Para quem vem de Minas Gerais e do Triângulo Mineiro — uma das principais origens de turistas que buscam os parques aquáticos e resorts de Caldas Novas durante o recesso escolar — a mudança de rota é praticamente inevitável, já que a estrutura é uma das ligações mais importantes entre os dois estados.
Atenção redobrada para quem vem de férias
Com a movimentação intensa de veículos rumo às Águas Quentes de Goiás justamente no período em que a interdição parcial começa, famílias e grupos de turistas que costumam usar a ponte Quincas Mariano como caminho direto entre Minas Gerais e Caldas Novas devem se programar com antecedência.
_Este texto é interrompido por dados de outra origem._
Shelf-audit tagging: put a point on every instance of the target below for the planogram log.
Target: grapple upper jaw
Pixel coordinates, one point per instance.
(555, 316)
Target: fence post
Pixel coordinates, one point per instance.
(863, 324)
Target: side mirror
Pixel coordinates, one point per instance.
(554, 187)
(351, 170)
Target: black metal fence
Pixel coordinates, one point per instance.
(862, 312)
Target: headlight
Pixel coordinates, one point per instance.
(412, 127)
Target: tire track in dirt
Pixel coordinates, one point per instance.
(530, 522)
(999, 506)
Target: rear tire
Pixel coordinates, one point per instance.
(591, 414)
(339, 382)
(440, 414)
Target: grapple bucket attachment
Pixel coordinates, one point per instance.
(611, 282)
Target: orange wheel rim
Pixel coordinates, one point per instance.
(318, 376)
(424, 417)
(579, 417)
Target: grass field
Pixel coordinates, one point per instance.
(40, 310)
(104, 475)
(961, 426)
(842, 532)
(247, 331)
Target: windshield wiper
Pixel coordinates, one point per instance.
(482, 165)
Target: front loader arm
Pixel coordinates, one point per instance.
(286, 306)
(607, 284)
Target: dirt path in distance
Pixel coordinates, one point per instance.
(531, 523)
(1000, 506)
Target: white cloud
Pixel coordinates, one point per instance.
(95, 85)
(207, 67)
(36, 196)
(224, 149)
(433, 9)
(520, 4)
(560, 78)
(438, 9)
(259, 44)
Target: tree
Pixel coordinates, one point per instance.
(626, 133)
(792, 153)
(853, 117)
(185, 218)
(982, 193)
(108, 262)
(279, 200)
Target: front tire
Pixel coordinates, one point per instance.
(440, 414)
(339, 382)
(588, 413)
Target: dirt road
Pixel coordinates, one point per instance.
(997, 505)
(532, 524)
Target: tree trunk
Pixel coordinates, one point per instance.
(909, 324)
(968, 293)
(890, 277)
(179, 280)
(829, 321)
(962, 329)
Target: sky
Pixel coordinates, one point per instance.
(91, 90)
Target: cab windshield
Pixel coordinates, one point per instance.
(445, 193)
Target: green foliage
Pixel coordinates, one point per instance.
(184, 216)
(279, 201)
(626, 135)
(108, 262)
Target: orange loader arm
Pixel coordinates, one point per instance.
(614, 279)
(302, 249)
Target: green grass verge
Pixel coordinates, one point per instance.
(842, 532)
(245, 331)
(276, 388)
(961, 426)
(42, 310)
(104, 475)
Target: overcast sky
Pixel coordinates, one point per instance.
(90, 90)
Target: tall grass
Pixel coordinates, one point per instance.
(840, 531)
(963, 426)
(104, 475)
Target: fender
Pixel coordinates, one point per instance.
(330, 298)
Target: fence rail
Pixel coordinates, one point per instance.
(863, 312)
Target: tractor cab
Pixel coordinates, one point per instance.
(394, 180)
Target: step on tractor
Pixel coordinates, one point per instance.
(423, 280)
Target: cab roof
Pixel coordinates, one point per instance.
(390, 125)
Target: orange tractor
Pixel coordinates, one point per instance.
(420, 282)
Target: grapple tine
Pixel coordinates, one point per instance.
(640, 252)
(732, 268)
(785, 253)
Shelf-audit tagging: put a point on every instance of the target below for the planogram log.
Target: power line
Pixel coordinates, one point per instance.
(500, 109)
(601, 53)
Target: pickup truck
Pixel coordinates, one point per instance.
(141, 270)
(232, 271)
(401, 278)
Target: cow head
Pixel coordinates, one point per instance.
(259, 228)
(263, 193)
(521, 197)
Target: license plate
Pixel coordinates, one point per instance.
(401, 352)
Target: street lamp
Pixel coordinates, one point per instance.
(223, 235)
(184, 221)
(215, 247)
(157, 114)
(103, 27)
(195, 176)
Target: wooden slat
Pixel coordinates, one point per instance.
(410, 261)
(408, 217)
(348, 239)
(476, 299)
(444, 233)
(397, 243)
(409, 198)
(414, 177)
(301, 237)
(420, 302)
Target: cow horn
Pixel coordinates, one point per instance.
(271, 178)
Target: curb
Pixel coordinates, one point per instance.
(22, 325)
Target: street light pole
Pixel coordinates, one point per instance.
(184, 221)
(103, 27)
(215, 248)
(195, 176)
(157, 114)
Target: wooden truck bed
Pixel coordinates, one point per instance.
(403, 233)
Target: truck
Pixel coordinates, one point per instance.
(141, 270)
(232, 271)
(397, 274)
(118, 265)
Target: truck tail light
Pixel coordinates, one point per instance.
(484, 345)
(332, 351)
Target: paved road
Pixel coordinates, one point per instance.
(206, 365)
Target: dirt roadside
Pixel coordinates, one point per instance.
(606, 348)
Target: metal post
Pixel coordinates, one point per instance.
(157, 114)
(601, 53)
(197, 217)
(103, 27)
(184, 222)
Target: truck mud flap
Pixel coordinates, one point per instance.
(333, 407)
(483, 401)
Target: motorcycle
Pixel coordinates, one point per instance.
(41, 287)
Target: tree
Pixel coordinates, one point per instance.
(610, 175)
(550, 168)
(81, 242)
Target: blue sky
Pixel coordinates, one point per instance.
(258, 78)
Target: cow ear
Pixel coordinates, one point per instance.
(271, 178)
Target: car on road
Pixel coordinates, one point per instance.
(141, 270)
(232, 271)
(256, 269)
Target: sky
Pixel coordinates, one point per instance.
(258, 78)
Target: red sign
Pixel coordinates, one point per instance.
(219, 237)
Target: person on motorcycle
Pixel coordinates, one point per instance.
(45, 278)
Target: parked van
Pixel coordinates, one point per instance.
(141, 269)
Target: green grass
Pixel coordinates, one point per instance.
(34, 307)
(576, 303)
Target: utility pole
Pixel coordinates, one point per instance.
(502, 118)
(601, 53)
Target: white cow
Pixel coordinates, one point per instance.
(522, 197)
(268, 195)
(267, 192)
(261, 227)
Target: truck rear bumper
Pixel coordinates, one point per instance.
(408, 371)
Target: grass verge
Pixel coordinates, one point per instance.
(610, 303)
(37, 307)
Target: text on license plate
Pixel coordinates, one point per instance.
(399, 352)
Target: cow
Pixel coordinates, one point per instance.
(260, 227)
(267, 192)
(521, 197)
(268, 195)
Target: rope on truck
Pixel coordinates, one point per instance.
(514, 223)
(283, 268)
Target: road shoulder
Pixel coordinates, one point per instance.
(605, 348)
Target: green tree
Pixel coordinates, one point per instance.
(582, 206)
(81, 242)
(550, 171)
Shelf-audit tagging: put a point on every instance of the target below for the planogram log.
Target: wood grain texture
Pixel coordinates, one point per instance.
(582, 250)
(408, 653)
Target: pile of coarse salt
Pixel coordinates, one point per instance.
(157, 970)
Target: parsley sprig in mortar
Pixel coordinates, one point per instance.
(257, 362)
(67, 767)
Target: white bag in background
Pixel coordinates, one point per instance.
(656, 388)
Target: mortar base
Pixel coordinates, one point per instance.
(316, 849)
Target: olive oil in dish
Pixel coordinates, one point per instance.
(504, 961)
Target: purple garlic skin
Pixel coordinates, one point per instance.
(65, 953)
A recomendação é sair de casa com folga extra de tempo e já consultar previamente o trajeto alternativo, já que o fluxo poderá ficar mais lento durante o período de pare e siga, entre 15 de julho e o início de agosto.
Quem viaja em família, com crianças ou carregando bagagem para uma temporada mais longa nos resorts e hotéis da cidade, deve considerar ainda que o desvio pode acrescentar tempo de viagem, o que reforça a importância de planejar horários de chegada, paradas de descanso e abastecimento ao longo do novo percurso.
Investimento de R$ 25,9 milhões
A obra tem orçamento de R$ 25,9 milhões e tem como objetivo recuperar a estrutura e aumentar a segurança da travessia. Com 1.153 metros de extensão, a ponte é utilizada diariamente por cerca de 15 mil veículos, entre moradores, caminhoneiros, produtores rurais e, especialmente no período de férias, turistas com destino a Caldas Novas.
Segundo a Agência Goiana de Infraestrutura e Transportes (Goinfra), estudos técnicos identificaram problemas estruturais que exigem intervenção de grande porte, incluindo substituição de aparelhos de apoio danificados, recuperação das juntas de dilatação, reforço estrutural, melhorias na drenagem e renovação completa da pavimentação.
Rotas alternativas para chegar a Caldas Novas
Durante o período de interdição, turistas e demais motoristas que cruzam a divisa entre Goiás e Minas Gerais deverão utilizar caminhos alternativos. Confira as opções por origem:
Saindo de Corumbaíba: seguir por Nova Aurora e Cumari até Araguari, ou optar pelo trajeto via Buriti Alegre, Itumbiara e Tupaciguara antes de chegar ao município mineiro.
Saindo de Goiânia: acessar Araguari pelas rodovias que passam por Pires do Rio, Ipameri e Catalão, ou utilizar o percurso por Morrinhos, Itumbiara e Tupaciguara.
Saindo de Caldas Novas — atenção especial para quem retorna a Minas Gerais após as férias: as opções são seguir por Cumari ou utilizar a rota via Buriti Alegre e Itumbiara.
Para quem vem de cidades mineiras próximas ao Triângulo, como Araguari e Uberlândia, o caminho via Tupaciguara e Itumbiara tende a ser a alternativa mais utilizada durante o período de obras, já que mantém a conexão com a malha viária que leva diretamente a Caldas Novas.
Primeira obra de acordo entre Goiás e Minas Gerais
A recuperação da ponte Quincas Mariano é a primeira obra executada dentro de um acordo de cooperação firmado entre a Goinfra e o Departamento de Estradas de Rodagem de Minas Gerais (DER-MG). A parceria prevê ações conjuntas para melhorar a infraestrutura viária ao longo de uma faixa de aproximadamente 1,6 mil quilômetros de divisa entre os dois estados — o que pode significar novas obras e novos desvios para quem viaja rumo a Caldas Novas nos próximos anos.